Eye drops to treat an acute migraine

Beta blockers (Inderal or propranolol and similar drugs) are used for the preventive treatment of migraine headaches. Over the years, a few patients have told me that they take a beta blocker only when they have an attack of migraine with very good results. A report published in Missouri Medicine describes seven patients whose acute migraine headache went away with eye drops containing a beta blocker. These eye drops are used for the treatment of glaucoma. The authors argue that having medicine go into the eye allows it to get absorbed quickly into the blood stream. This is certainly true, but my first thought was that there is too little medicine in eye drops to produce an effect outside the eye. However, beta blocker eye drops can worsen asthma, lower the blood pressure and slow the heart rate, suggesting that the amount of medicine in eye drops is sufficient to cause effects beyond the eye. Oral beta blockers used daily for the preventive treatment of migraines are also contraindicated in those medical conditions. Considering that eye drops are probably safer than many oral medications used to treat an acute migraine attack and that they most likely work faster, this treatment is worth trying.

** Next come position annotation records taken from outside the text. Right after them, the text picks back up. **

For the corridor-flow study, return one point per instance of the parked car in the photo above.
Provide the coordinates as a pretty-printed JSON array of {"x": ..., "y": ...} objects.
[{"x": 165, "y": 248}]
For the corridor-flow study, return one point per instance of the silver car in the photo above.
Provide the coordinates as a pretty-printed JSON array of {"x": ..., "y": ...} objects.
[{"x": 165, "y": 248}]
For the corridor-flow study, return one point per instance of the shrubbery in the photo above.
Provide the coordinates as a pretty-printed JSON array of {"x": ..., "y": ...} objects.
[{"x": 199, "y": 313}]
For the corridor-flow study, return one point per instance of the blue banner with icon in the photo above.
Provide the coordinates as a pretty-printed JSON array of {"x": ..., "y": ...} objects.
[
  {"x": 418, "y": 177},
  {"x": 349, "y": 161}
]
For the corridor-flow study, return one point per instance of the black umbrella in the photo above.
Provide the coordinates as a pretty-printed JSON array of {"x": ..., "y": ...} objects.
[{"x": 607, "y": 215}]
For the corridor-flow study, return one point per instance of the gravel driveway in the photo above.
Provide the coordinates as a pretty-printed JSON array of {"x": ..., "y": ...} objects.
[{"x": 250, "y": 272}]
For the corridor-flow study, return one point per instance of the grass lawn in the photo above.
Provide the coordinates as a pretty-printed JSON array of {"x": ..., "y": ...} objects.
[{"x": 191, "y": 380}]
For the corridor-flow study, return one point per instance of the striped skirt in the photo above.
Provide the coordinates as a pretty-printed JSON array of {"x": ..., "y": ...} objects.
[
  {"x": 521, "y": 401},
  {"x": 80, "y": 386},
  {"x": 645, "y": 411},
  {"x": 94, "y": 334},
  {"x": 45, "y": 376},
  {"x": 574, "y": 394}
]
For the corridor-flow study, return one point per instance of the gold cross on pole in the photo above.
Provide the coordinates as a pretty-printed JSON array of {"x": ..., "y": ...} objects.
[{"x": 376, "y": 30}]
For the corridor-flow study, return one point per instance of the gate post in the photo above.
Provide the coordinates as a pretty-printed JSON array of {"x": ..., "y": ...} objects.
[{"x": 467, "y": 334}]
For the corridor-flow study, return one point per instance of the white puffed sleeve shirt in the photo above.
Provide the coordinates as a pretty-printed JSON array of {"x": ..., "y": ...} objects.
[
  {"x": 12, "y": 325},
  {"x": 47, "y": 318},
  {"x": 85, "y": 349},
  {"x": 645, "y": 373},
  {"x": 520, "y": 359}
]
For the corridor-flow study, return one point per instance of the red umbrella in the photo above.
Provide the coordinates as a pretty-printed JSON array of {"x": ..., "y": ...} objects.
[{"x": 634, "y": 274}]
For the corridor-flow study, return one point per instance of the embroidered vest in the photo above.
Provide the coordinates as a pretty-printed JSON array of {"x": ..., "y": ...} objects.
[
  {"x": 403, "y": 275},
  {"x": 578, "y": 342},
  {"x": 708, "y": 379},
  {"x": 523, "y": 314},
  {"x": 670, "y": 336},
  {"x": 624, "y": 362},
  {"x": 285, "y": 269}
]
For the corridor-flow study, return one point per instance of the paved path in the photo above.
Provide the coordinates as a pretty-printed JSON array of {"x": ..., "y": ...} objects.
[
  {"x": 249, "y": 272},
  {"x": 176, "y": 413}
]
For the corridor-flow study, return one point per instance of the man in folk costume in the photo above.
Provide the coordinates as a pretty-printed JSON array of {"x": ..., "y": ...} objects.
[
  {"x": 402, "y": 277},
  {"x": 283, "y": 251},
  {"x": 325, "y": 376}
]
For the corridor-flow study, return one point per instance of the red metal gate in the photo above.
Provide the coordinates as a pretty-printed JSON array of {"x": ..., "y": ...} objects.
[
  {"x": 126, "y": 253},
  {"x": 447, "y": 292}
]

  1. Dr I J Horner ijhorner@inter.net.il says: 01/07/20154:55 pm

    I would think it’s highly preferable to the Tryptans. It’s so much cheaper and with less side effects

  2. Dr I J Horner says: 01/07/20154:49 pm

    Since reading the Missouri article I have now treated about 20 acute migraine attacks in o10 patients with phenomenal success All have responded within 15 minutes after administration In some of them the drops were administered sublingually
    There were no significant side effects bar marked burning ocular sensation in one patient This patient was not able to tolerate the ocular administration and continued with sublingual administration successfully.
    I highly recommend this treatment for the acute attack. It’s simply a game changer.